Jakarta sudah terlalu terkenal sebagai kota yang tak ramah untuk pejalan kaki, bahkan kesohorannya pun sudah masuk media internasional seperti ditulis oleh New York Times dan disini. Kata macet pun susah dilepaskan dari imaji tentang Jakarta. Seperti layaknya debat telur dan ayam, Jakarta pun bisa berdebat tak ada habisnya tentang mana dulu yang dimulai: bangun sarana dan prasarana transportasi umum dulu baru mengharapkan pembatasan mobil? Atau apakah bangun jalan demi memenuhi rasio 20% demi mengurangi kemacetan, rasio yang selama ini misterius tidak diketahui darimana asalnya.

Perdebatan bisa saja terjadi di level teknokrat, tentang bagaimana meningkatkan mobilitas dan aksesibilitas dalam hal ini pejalan kaki dan moda transportasi non-motor. Namun apakah benar begitu mustahil untuk berjalan kaki di Jakarta, seperti yang dituduhkan secara sepihak oleh koresponden New York Times? Memang medan untuk jalan kaki di Jakarta tidaklah senyaman Singapura, dan mungkin kalah dengan Surabaya, tapi sampai dibatas manakah toleransi yang bisa diberikan pejalan kaki? Tentu, jika warga kota menunggu semua fasilitas siap sedia terhubung, bisa jadi seperti Menunggu Godot, yang tak tahu kapan tibanya dan seperti apa rupanya. Sementara waktu berjalan, perubahan tidak bisa menunggu sampai semuanya siap, dan perubahan itu bisa datang dari gerakan warga kota.

Tadinya sehari-hari saya menggunakan mobil, mengakali 3in1 hingga bermacet-macetan sambil mengomel sepanjang hari. Dan suatu pagi di bulan Februari 2016, terima kasih juga karena kemacetan panjang bertubi-tubi setiap hari yang ditimbulkan akibat pembangunan MRT dan Koridor 13, saya memutuskan untuk berhenti menyetir dan mulai naik Transjakarta dan berjalan kaki. Hingga hari ini, saya masih dan terus berjalan kaki serta menggunakan transportasi publik. Bahkan sejak 8 bulan lalu, saya memutuskan berhenti total menggunakan layanan transportasi daring.

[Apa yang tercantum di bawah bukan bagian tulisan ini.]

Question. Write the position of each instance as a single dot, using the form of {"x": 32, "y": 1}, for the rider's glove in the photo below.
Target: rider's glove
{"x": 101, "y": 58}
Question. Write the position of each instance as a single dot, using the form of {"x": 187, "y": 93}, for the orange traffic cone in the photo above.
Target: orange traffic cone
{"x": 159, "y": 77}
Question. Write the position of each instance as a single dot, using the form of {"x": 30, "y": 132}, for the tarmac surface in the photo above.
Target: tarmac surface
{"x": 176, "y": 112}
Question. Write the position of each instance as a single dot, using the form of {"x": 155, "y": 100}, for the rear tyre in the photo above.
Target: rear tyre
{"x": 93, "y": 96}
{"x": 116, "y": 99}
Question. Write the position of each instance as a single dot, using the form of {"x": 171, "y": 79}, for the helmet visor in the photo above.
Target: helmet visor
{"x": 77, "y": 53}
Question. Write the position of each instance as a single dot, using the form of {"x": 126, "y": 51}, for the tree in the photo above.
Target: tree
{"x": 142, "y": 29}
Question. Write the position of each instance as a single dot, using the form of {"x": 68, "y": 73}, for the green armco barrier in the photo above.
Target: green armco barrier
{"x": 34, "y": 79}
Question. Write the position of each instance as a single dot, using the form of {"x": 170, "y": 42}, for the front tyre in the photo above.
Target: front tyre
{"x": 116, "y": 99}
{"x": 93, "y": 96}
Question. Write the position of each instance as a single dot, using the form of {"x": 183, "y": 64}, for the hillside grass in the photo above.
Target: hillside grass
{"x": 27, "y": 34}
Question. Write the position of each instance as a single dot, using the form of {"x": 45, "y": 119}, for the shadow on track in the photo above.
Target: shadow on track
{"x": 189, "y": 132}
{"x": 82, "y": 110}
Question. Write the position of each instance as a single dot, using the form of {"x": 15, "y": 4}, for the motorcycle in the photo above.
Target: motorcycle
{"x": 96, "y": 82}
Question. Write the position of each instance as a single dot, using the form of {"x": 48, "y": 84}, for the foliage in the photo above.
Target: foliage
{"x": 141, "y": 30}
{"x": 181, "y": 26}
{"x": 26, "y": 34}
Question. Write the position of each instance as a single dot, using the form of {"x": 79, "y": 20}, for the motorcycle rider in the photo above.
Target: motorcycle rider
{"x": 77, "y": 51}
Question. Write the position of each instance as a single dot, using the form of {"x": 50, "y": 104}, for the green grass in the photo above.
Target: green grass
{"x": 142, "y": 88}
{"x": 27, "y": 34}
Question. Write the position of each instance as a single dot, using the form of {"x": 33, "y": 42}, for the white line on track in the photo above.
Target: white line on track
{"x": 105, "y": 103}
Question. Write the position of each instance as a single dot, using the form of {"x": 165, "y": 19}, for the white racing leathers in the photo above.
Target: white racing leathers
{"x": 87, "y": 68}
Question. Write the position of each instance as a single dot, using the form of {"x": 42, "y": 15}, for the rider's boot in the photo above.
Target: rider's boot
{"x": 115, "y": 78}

Ada banyak tips dan trik yang bisa saya bagi berdasarkan pengalaman dan pembelajaran selama 2 tahun ke belakang. Mulai dari bagaimana mengenali rupa-rupa dan jenis bus berdasarkan kode di Travi, bagaimana merencanakan perjalanan, hingga barang-barang penting yang bisa menjamin kenyamanan perjalanan. Nah saya ingin memulainya dengan berbagi hal yang terakhir ini. Barang yang saya bawa sehari-hari ini adalah hasil belajar dari pengalaman, dan sekaligus juga sudah mengalami transformasi. Misalnya tadinya saya membawa tissue, sekarang berganti dengan sapu tangan.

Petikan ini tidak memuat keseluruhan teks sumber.